During the Civil War, control of the Potomac River became very important to both sides of the two armies. The Confederates picked the Quantico Creek area on the Potomac to set up their gun batteries. This enabled them to make full use of several points where their artillery could reach anything on the water, thus deterring Union use of the water highway. One of these sites included “Shipping Point,” the present day site of the Naval Medical Clinic here.
While battles took place in Manassas and Fredericksburg, Va., the gun positions around Quantico were used until the end of the war. After a 12-day battle at the Spotsylvania Courthouse where the Union lost about 25,000 soldiers, the war moved out of the Quantico area.
Following the war, railroads became a more integral part of transportation. In 1872, the Richmond, Fredericksburg and Potomac railroad was formed when several railroads north and south met at Quantico Creek. This railroad still runs through the Base and is used daily.

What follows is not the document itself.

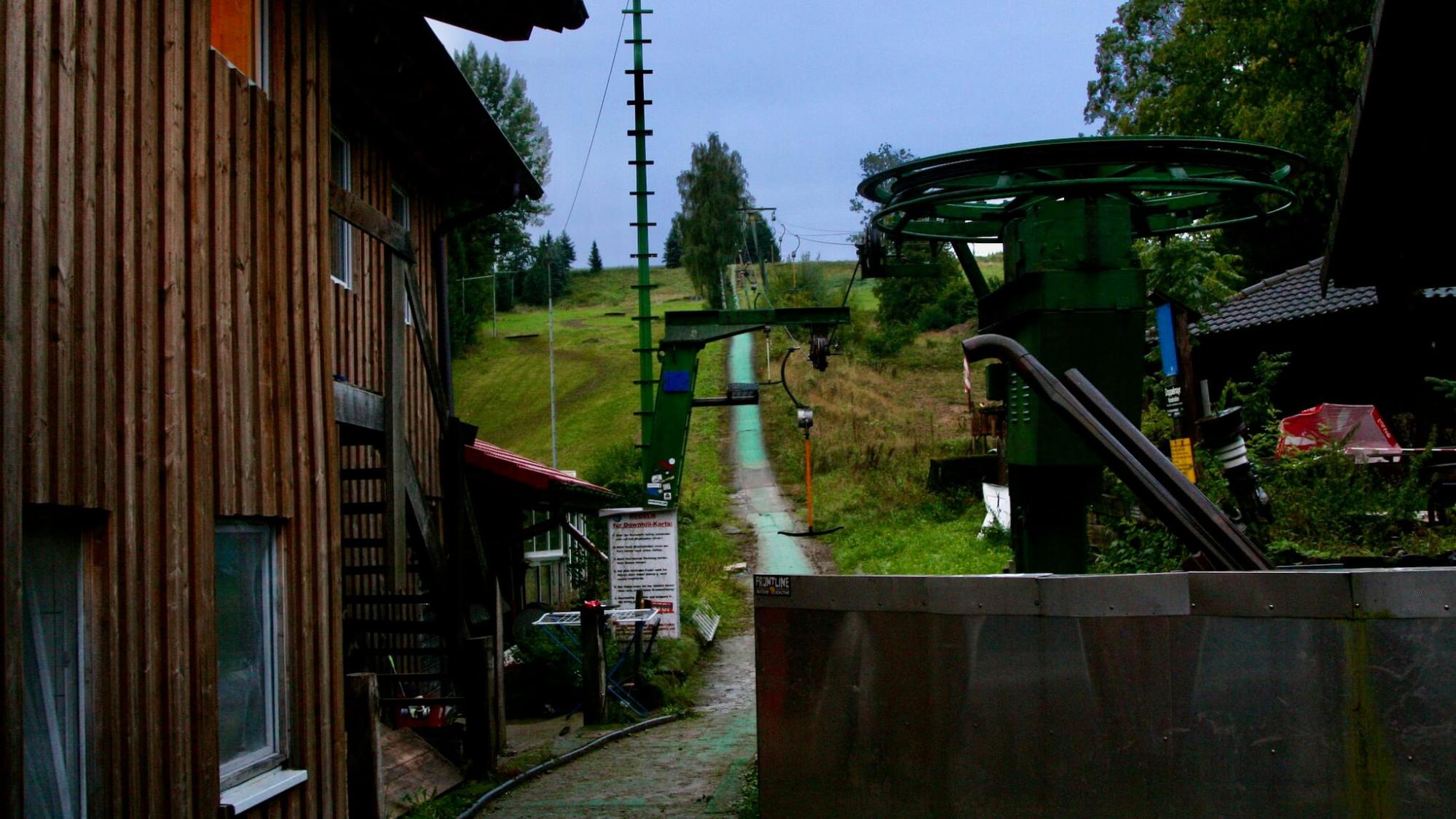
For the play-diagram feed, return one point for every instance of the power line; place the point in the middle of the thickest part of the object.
(820, 229)
(600, 108)
(823, 242)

The village came to be called “Quantico” and was built by the Quantico Company. This was the start of a thriving tourist and fishing town that would later be known worldwide as Marine Corps Base Quantico.
History
The U.S. government acquired Quantico in 1917. The Marine Corps desperately needed an east coast base to train both officer and enlisted Marines. During its infancy, the base was known as Marine Corps Schools Quantico. It is the most unique post in the Marine Corps because it is truly the “Crossroads of the Corps.” It is here that all Marine Officers begin their careers and where many thousands of Marines attend professional military education schools throughout their careers. In 1968, the name was changed to Marine Corps Development and Education Command (MCDEC), reflecting the command’s dual mission of military education and the development of new concepts and weapons. Since 1987, however, the command has been known as the Marine Corps Combat Development Command (MCCDC). For more information, please visit Quantico’s homepage.
Mission
Quantico’s mission is to develop Marine Corps warfighting concepts and determine associated required capabilities in the areas of doctrine, organization, training and education, equipment, and support facilities (DOTES) to enable the Marine Corps to field combat-ready forces; and participate in and support other major processes of the Combat Development System (CDS).